8 thoughts on “Neocons and Theocons”

  1. FYI: I am really sympathetic to the Tea Parties ideas [1] but the intrusion of the Ron Paul cult into anything is a big turnoff to me.

    [1]The Tea Party core ideas are (I believe) : throw all the bums outs; cleanup the political system rules; get US finances back into shape; and embrace the US Constitution.

    It does not have a national security position or a social conservative.

    I think Big Biz/Big Gov republicans will try to get the Tea Parties to expand their views in to broad GOP which will reduce Tea Party power.

  2. Dan,
    Thanks for the link, that was a very good post.

    I’m confused, you call Ron Paul supporters cultists, then go onto to say you are sympathetic to some of their very core values (since many of the core values of the Tea Party movement and the Paulians are the same.) Of course because of my implicit defense of this political movement you might label me a cultist as well.


  3. Ron Paul has birther and 911 truther sympathizes as do many of his supporters. There is always the hint of great conspiracies with him/them. This all bothers me. These do not seem to be the ideas of well people.

    I am not saying Ron Paul is a cult leader.

    The action of his supporters have made think of cults:

    ++the rabid way they sneak into unrelated NPR/WPR/CSPAN call-in shows
    ++swarming any poll that has “Ron Paul” in it
    ++Bringing up Ron Paul in discussion threads
    ++Swarming social media sites like DIGG and REDDIT

    I also disagree with Ron Paul on his National Security views and his extreme libertarian views. This disagreement doesn’t make me think he is a cult leader. I just think it would be a disaster if he and his fringe ideas were in charge. I do not take him and his supporters seriously.
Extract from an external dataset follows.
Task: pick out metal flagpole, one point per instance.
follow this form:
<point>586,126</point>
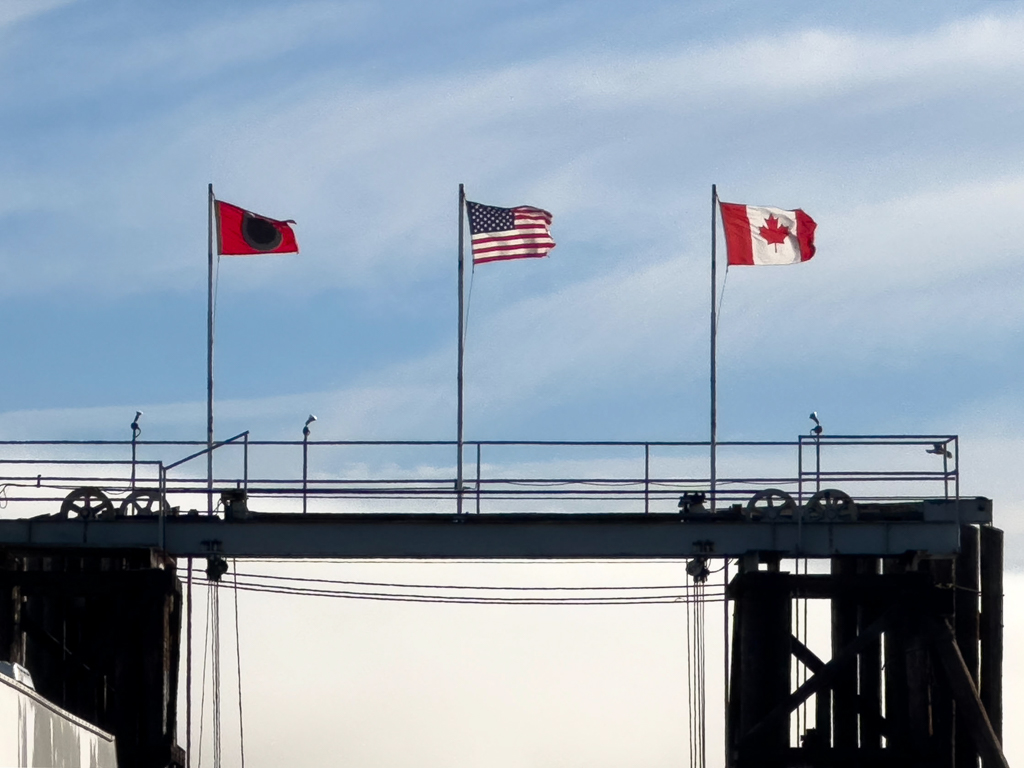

    I don’t believe most Tea Party people are Ron Paul people. I have no evidence one way or another. I would be highly disappointed to find out it is Ron Paul culty prawn.

  4. Fair enough. Although I am in strong agreement with Paul on many issues (including foreign policy) I think your assessment of some of his most die hard supporters is fairly accurate. I think that this stems from so many relatively “new to politics” types becoming attracted to the arguments that Paul made.

    There is something about the conspiracy element that probably has not been addressed. Since Paul is a student of Murray Rothbard’s economic and historical approach/analysis some of his (their) criticism comes off as conspiratorial. Rothbard wrote extensively on how elites interact/support each other in society, when this analysis is simplified it sounds much like what conspiracy theorists articulate. The difference, Rothbard used historical records to support what he was arguing (so his arguments can actually be refuted if wrong) while the conspiracy theorists often can’t be refuted because they are at best hearsay (and at worst entirely fabricated.)


  5. Its certainly important that the GOP establish Party Discipline — though I think all realize that this can wait until after November 😉

  6. Hey, thanks for linking back to my post! Rothbard did have some out-there ideas, but I think Dr. Paul is at least a little more grounded than that.